Pourquoi le 1er juillet est la journée du déménagement au Québec

Découvrez l'origine, l'ampleur et les défis de la journée du déménagement au Québec: le 1er juillet, quand Montréal et la province entières changent d'adresse.

Imaginez une ville où, le même jour, des milliers de personnes empaquettent leur vie, posent des canapés sur le trottoir et embarquent des cartons dans des camions. Ce n’est ni une blague ni une légende : au Québec, c’est le 1er juillet. D’année en année, la date se transforme en gigantesque journée du déménagement.

Comment tout a commencé

Les racines de cette tradition peu ordinaire remontent à l’époque où le Québec était une colonie française. À ce moment-là, la loi interdisait les expulsions en hiver : les routes encombrées de neige rendaient un déménagement dangereux. La plupart des locataires partaient donc au printemps — le 1er mai.

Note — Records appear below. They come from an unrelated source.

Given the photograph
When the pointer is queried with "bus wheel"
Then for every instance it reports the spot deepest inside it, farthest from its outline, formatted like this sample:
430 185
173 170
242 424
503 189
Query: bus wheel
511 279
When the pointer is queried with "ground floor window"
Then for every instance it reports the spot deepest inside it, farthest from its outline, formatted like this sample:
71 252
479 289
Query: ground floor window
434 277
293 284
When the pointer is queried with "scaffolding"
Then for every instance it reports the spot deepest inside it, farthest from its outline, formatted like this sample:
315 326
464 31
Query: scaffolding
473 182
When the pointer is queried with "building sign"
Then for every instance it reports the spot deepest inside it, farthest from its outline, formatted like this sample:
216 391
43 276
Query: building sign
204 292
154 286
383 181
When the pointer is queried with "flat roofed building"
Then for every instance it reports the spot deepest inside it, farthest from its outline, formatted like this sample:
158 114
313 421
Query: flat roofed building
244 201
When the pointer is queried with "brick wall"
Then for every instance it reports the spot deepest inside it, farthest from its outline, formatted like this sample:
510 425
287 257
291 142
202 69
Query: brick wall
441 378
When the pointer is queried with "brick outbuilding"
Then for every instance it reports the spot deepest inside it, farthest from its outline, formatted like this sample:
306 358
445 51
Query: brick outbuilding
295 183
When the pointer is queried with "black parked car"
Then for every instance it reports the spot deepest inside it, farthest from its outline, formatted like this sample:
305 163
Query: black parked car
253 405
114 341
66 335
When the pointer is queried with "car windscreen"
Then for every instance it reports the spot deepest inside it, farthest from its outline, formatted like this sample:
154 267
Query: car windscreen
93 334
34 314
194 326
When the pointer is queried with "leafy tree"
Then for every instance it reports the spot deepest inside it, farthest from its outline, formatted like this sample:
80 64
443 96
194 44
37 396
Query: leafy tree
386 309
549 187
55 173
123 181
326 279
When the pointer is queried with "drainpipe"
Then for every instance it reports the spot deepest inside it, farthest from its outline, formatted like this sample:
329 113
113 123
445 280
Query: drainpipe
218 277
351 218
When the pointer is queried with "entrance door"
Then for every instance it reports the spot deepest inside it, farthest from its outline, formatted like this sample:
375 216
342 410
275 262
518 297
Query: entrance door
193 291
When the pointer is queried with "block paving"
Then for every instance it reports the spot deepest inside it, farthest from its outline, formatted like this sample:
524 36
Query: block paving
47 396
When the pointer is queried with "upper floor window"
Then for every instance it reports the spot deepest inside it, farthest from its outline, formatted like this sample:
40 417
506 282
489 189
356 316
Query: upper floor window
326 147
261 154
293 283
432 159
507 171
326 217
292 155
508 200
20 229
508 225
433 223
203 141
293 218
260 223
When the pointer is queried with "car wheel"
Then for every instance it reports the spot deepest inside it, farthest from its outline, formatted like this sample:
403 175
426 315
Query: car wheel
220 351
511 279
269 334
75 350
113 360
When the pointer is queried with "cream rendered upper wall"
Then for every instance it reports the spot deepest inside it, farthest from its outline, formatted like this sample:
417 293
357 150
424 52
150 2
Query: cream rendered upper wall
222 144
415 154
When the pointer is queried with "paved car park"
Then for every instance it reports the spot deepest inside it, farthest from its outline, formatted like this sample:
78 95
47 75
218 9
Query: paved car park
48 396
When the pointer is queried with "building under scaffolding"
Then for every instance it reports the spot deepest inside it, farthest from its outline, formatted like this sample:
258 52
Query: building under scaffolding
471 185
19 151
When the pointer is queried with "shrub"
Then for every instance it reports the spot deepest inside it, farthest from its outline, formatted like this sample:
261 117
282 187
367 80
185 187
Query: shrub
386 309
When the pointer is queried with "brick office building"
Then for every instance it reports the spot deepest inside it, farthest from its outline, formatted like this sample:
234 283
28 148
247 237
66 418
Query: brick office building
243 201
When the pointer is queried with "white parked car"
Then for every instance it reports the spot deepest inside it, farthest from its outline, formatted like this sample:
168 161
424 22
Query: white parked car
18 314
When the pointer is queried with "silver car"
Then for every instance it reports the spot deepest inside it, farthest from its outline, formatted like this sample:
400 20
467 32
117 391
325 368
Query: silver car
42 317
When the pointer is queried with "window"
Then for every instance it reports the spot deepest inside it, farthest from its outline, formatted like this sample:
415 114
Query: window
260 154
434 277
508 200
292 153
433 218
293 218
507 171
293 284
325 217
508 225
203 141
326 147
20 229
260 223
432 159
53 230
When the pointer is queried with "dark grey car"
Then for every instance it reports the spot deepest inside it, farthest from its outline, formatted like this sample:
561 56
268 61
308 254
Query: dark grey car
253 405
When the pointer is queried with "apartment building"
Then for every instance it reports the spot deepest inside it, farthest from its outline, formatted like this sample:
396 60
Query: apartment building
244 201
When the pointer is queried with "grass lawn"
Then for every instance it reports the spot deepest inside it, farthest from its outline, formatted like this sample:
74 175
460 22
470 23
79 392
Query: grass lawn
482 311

L’habitude s’est ancrée au point d’être inscrite dans les lois locales au XIXe siècle.

Plus tard, les règles ont évolué. En 1973, le gouvernement a déplacé la date au 1er juillet. Cela s’est avéré plus commode pour les familles avec enfants, l’année scolaire étant terminée et la météo estivale nettement plus clémente. Depuis, la plupart des baux au Québec débutent ce jour-là.

Combien de personnes déménagent ?

L’ampleur impressionne. À Montréal seulement, environ 70 000 familles déménagent le 1er juillet. À l’échelle du Québec, le total atteint jusqu’à 250 000. On voit des pâtés entiers se remplir de cartons, de meubles et de réfrigérateurs déposés sur le trottoir. La rue prend des airs de fourmilière affairée.

Même si un bail peut commencer à n’importe quel moment de l’année, environ 80 % des résidents choisissent encore cette date. Cela déclenche une réaction en chaîne : un locataire s’en va, un autre emménage.

Les défis du déménagement

Le 1er juillet, ce ne sont pas que des cartons et des fourgons ; c’est aussi un casse-tête logistique. Il faut réserver les déménageurs bien à l’avance — parfois des mois. Ce jour-là, leurs tarifs peuvent être deux à trois fois plus élevés. Mieux vaut aussi bloquer l’ascenseur et une place de stationnement au pied de l’immeuble.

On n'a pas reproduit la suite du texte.